However, providing this type of experience is getting tougher for banks, with the ever-changing behaviour and expectations of consumers. When supplying a product or service to a consumer, a bank needs to realise that the consumer probably knows as much about that product or service as any of its staff. Not only that, but the consumer has probably also been able to prepare notes on their preferences and choices via their peers, industry reviews, websites and so on. Hence, they have a completely different view of what they are about to do, and that has increased the levels of expectation.
Mobile is the way forward?
Andy Brown, product marketing manager at Alaric, said 'mobile is the way forward, so there is no need to have branches'. He added that on average, 22 per cent of mobile users around the world have used their mobile phone for banking, and in some parts of the world it is higher than that – 38 per cent in China and 32 per cent in North America for instance. On top of this, Brown cited an interesting statistic from an ABN Amro presentation at the EFMA event last year: a small branch on a weekday had 20 customers using the teller for services and 27 customers for the indoor ATM. 'This shows there really is no need to have the branch and that everything can be carried out via a mobile or the internet,' he stated.
On the flip side, although there has been a 59 per cent annual growth rate for mobile banking, with around 29 billion global transactions taking place throughout the year, there are still around 94 billion global transactions being carried out via ATMs and 76 billion transactions made in-branch. Johnston noted that 'there is no doubt that we are moving towards a mobile first world, but the physical branch is still needed and remains the place where most new business is closed'.
While mobile banking began to gain traction nearly a decade ago, emerging retail solutions (such as iZettle and shopify) didn't begin to establish themselves until 2009. More recently, the likes of Paym and Apple Pay have hit the market. 'All of these applications are enabling a wide range of transactions to happen from the mobile,' Brown said, such as looking at transaction history, doing bill payments and scanning and depositing a cheque. This has put pressure on branches, but hasn't killed them off completely. Johnston, however, expressed that a big challenge in retail banking today is how to make the branch network more efficient. He said: 'It is far too expensive to run and yet the problem is that branches are needed for regulated products, which demand person-to-person advice and interaction.'
So, if the physical branch still has a role to play in the market, how can it become more cost-effective and viable?

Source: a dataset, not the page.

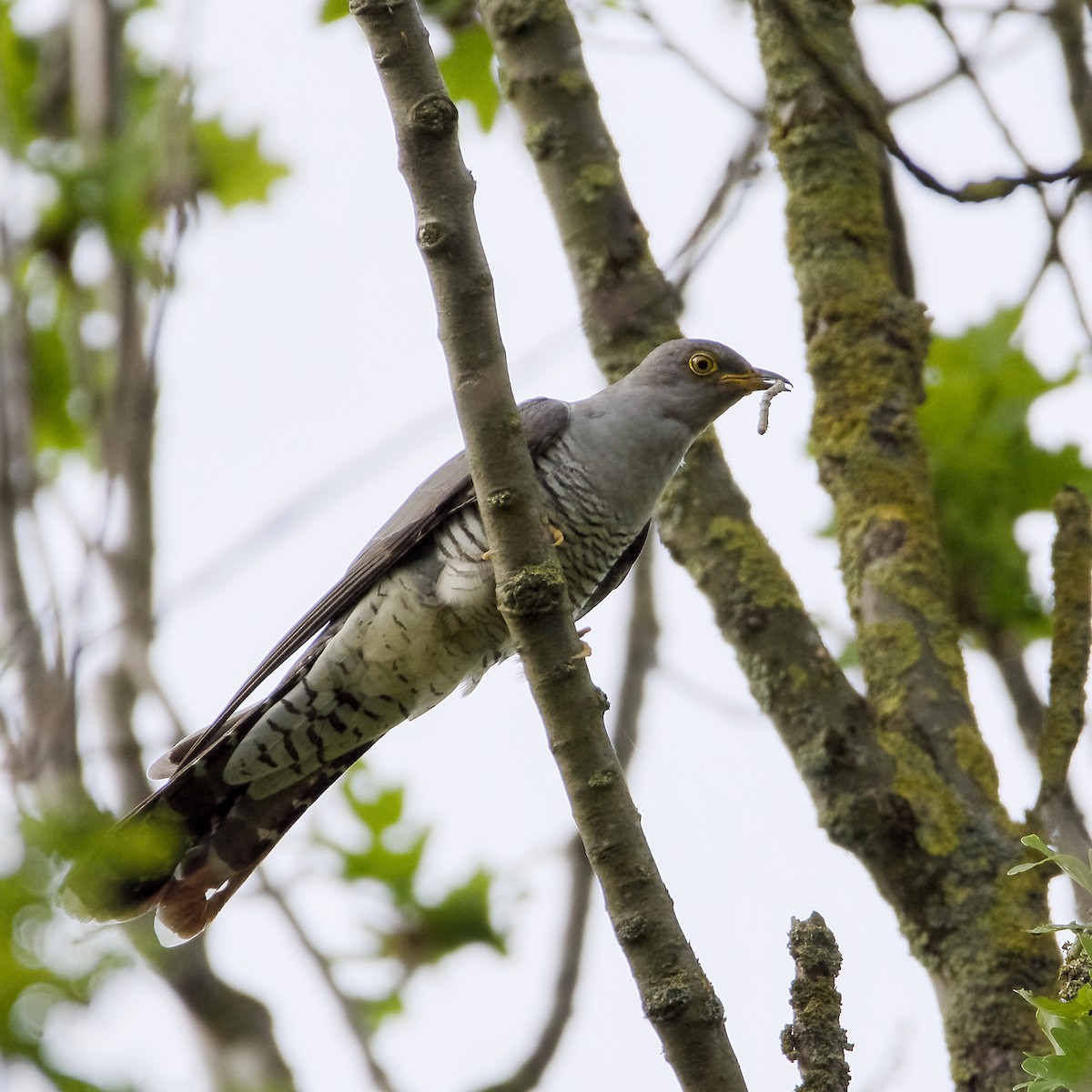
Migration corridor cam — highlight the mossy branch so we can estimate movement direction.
[753,0,1054,1092]
[781,911,853,1092]
[350,0,746,1092]
[1036,487,1092,807]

- Grow revenue: Branches need to offer new services and increase sales effectiveness; personalise banking experiences; and enable banks to re-connect with their customers.
- Deliver better customer experiences: Branches need to offer consumers choice and convenience; make banking easy and enjoyable; and maximise customer loyalty.
- Lower costs: Branches need to define the right channel mix; enable omni-channel for cost and convenience; prevent fraud and control risk; and reduce dependence on legacy technology.
There is no question that mobile will impact what happens in branches, but it won't make the branch go away. As long as the latter is cost-effective, it has a place in the market, but that place must too be linked to a mobile world to keep up with consumer demand.